Many firms that outsourced operations were moving manufacturing back into the US, which would create more jobs, boost consumer confidence and stimulate the economy, said Mr Lim.

Mr Howie Lee, investment analyst at Phillip Futures, said this shift of power back to the US would be a game-changer for the global economy and geopolitics as the US would no longer be "at the mercy of another country".

Singapore set to benefit

Singapore is also expected to be a net beneficiary as it is a net oil importer, so falling prices bring immediate savings.

Singapore exports refined petroleum products, which are premium goods compared with the raw materials, Mr Lee noted, adding: "So in the short run we are getting crude oil at a lower price while our premium product prices tend to be stickier, so we are seeing our profit margins widening."

Refiners here will have hedged against oil price crashes, so they "should not see profit margins get squeezed that badly", he said.

However, Dr Chua added that since the amount that people here spend on petrol is much less than car taxes, the net positive effect on consumer spending is likely to be small.

Marine and offshore firms involved in oil production may also be hurt, the experts said.

Mixed bag for neighbours

Most other countries in the region are also widely expected to benefit from the oil price crash since they are also net importers.

The major exception is Singapore's biggest trading partner, Malaysia, which is still a net exporter even though it has gradually been moving towards becoming a net importer of oil. Oil-related revenues account for about 30 per cent of its fiscal intake.
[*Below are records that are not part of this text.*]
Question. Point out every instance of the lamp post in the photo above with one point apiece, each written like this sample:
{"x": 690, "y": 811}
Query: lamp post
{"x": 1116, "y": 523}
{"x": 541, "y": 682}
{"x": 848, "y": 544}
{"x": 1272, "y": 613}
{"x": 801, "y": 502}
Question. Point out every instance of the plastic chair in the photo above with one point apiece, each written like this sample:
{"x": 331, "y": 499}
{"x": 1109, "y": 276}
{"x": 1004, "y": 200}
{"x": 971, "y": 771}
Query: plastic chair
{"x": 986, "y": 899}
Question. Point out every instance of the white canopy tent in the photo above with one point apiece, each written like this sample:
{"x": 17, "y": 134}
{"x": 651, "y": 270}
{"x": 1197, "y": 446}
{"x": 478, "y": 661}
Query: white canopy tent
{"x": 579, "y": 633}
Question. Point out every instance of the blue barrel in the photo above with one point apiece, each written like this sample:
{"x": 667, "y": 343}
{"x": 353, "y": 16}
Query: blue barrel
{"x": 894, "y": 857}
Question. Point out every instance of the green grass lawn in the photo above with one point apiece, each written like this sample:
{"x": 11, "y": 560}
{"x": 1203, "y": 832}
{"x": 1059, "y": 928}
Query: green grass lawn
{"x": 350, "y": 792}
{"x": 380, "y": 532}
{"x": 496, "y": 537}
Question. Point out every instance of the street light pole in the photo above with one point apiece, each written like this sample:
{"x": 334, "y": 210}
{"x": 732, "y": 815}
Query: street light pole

"There will be all these tremors," Dr Chua noted. He said the oil crash could mean that the Malaysian government could fall short of its fiscal targets next year and there are concerns that the country will have to cut back on expenditure, which could lead to bad debts for Malaysian banks.

Mr Lee told The Sunday Times that the other South-east Asian country that will be hit is Brunei, where oil exports make up a huge chunk of state revenue. However, he said the Brunei government ought to have enough reserves to help tide it over.

The experts were more worried about countries heavily dependent on oil exports, such as Russia and Venezuela, and the financial contagion arising from their possible collapse.

Russian contagion

DMG research head Terence Wong said financial contagion arising from Russia is one of the biggest risks to the world economy next year: "I'm most worried about Russia. I'm not sure how far they can last till they start to default on their debts. (Russian President Vladimir) Putin is putting on a brave front."

He said he was hoping that the Opec cartel would decide to shrink output in the middle of next year, which could help prices recover.

While many Singapore companies have exposure to Russia, the knock-on effects from a Russian collapse would generally affect Singapore as it is a small and open economy, the experts said.

Capital Economics said in a report last week that the damage done to net oil producers by the oil bust was expected to be "10 times larger than the boost to net consumers".

"The losers may be hit so hard that the fallout from their problems offsets the more diffuse benefits to the winners, even if the latter group is much larger," it added.

"We still believe the contagion risks to be small, provided oil prices don't fall much further, but will continue to assess the wider implications of the crisis in Russia particularly closely."